Reserve Bank of India is to frame certain rules that will make the compensation norms of Bank CEOs tighter. The measures being planned will ensure that the senior executives of the banks do not try to dodge regulators and also bring down the volume of non-performing assets.
While the RBI has always had the right to clear the remunerations of bank CEOs and also ‘claw back’ a part of it in case of lapses, a formal and specific framework will provide the board with clear guidelines for approval of CEOs’ remuneration packages.
Henceforth, with the compensation package policy in place, the scope for interpretation will be reduced with regard to remuneration. The bank CEOs will also end up paying a significant sum in the form of claw back of stock options and bonuses in case they fail to comply with the regulatory norms. The provision of ‘claw back’ allows the banks to take back money which has already been paid to the CEOs.
From now on, the remuneration of banks CEOs will be linked to the balance sheet size of a bank, loan delinquency, profits, governance record and other such parameters. The boards of directors of banks will now have to follow a template when it comes to lending approval to matters such as salary increments, performance bonus and stock options to CEOs.
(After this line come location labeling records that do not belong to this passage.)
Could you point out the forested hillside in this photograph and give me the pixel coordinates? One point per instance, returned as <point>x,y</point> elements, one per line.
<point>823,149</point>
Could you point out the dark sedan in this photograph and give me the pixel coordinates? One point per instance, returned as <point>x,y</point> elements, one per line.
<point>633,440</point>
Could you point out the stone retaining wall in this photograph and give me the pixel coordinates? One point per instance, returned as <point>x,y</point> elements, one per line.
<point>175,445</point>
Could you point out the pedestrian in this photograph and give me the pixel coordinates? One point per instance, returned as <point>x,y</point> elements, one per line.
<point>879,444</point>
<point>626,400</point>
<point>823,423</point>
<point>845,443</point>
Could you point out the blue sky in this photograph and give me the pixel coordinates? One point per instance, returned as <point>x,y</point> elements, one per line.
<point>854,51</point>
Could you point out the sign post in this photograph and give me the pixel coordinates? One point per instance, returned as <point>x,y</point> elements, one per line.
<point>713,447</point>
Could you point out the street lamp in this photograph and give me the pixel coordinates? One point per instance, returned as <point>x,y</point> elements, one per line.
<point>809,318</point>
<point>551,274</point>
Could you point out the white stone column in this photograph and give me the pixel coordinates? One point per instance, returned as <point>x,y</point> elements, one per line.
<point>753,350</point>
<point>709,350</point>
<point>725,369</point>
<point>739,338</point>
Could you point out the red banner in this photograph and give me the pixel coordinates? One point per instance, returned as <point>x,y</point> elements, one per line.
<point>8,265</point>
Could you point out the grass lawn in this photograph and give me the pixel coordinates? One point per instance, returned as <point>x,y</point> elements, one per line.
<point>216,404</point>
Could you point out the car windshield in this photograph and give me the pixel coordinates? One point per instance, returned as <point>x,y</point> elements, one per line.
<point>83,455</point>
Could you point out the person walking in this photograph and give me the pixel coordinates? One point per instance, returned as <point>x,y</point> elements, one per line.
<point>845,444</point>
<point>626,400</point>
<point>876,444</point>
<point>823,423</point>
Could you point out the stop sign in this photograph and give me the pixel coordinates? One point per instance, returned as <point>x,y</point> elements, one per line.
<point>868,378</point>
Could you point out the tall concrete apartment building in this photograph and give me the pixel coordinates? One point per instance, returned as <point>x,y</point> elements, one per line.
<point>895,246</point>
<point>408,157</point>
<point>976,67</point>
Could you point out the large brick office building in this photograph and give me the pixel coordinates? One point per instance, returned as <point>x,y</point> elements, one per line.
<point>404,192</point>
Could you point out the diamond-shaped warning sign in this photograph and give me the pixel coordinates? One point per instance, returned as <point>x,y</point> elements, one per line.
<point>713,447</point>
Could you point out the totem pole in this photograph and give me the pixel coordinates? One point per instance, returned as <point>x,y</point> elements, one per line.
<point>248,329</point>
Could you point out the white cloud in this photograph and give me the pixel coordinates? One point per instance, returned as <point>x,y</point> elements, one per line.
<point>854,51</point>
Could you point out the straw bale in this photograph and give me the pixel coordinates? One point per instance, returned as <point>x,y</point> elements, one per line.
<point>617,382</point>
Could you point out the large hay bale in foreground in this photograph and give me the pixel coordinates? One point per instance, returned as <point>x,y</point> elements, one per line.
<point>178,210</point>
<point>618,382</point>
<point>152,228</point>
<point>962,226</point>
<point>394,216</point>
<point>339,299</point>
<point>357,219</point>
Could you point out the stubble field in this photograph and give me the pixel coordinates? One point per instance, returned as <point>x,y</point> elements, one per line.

The framework will ensure that CEOs of banks are prevented from indulging in any kind of fraud to show more profitability, or fail to comply with the regulatory norms put forward by RBI, Sebi or IRDAI. The CEOs will not be allowed to quit their posts with attractive bonuses and stock options. The ‘claw back’ provision will allow the banks to take back the benefits, if they are found to have performed below expectations.